Quick fault locating

Purpose: to ensure that the time used to locate problems is constant, regardless of how the data volume increases and how servers are deployed.
For example, you can quickly locate an order error and a long latency issue out of terabytes of data every week. The process also filters and investigates data based on multiple conditions.
  1. For example, you can investigate AppLogs with latency details for the requests with a latency of over 1 second and methods starting with Post.
    Latency > 1000000 and Method=Post*
  2. Search for logs that contain the keyword "error" and do not contain keyword "merge".
    • Result of a day
      Result of a day
    • Result of a week
      Result of a week
    • Result of a longer time period
      Result of a longer time period

      The results of any time span can be returned within a second.

Association analysis

There are two types of association: intra-process association and inter-process association. The difference between the two types is described as follows:
  • Intra-process association: This type of association is simple because the old and new logs of a function are stored in the same file. In a multi-thread process, you can filter logs by thread ID.
  • Cross-process association: It is hard to find clear clues to deal with logs from different processes. The association is generally performed by passing the TracerId parameter to Remote Procedure Call (RPC).
Association analysis
  • Context association

    Locate an error log by running a keyword-based query in the Log Service console.

    Context view

    Click Context View. View the preceding and following results.

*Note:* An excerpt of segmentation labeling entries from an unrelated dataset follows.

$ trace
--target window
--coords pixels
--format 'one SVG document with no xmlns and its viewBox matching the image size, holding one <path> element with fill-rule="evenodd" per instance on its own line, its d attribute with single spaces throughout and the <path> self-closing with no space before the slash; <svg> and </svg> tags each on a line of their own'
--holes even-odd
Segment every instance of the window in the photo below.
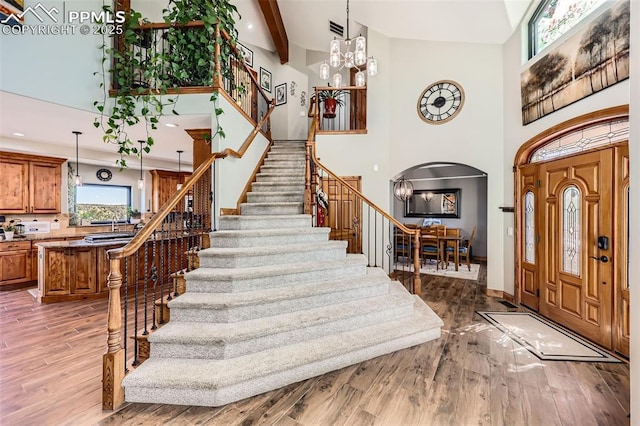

    • You can click Old or New for more results.
    • You can also highlight the results by entering keywords.
    Context association
  • Cross-process association

    Cross-process association is also known as tracing. Currently, the following versions are well-known:

    • Dapper (Google): the foundation for all tracers.
    • StackDriver Trace (Google): compatible with Zipkin.
    • Zipkin: an open-source tracing system by Twitter.
    • Appdash: a tracer for Go.
    • EagleEye: developed by the Middleware Technology Department of Alibaba Group.
    • X-Ray: introduced at AWS re:Invent 2016.

    Applying a tracer from scratch is easier than in an existing system because of the costs and challenges in adapting it to your system.

    Based on Log Service, you can implement a basic tracing feature. To obtain all required logs, you can record associative fields such as Request_id and OrderId in logs of different modules and search for the fields in various Logstores.

    Association logs

    For example, you can search logs of frontend servers, backend servers, payment systems, and order systems by using SDKs. After the results have been returned, you can create a page on the frontend to associate the cross-process calls. The following figure shows the tracing system built based on Log Service.

    Tracing system

Statistical analysis

After the specific logs are located, you can analyze the logs, such as calculating the types of online error logs.

  1. You can query logs by __level__. For example, 20 errors are found within one day.
    __level__:error
    Error number
  2. To determine the unique log type, you can analyze and aggregate data based on the file and line fields.
    __level__:error | select __file__, __line__, count(*) as c group by __file__, __line__ order by c desc

    Then, the results of all types and locations of errors can be returned.

    Error types and locations

You can locate and analyze IP addresses with certain error codes or high latency.

Other features

  • Log backup for auditing

    You can back up the logs to OSS as Infrequent Access (IA) objects which has a lower storage cost, or to MaxCompute.

  • Keyword alerting

    Cloud Monitor

  • Log query permission management

    You can grant permissions to RAM users or a user group to isolate the development environment and the production environment.

    Price and cost: In this scheme, AppLogs use the LogHub and LogSearch features of Log Service. Compared with an open source scheme, this scheme is easy-to-use and only has 25% of the costs of an open source scheme, improving the development efficiency.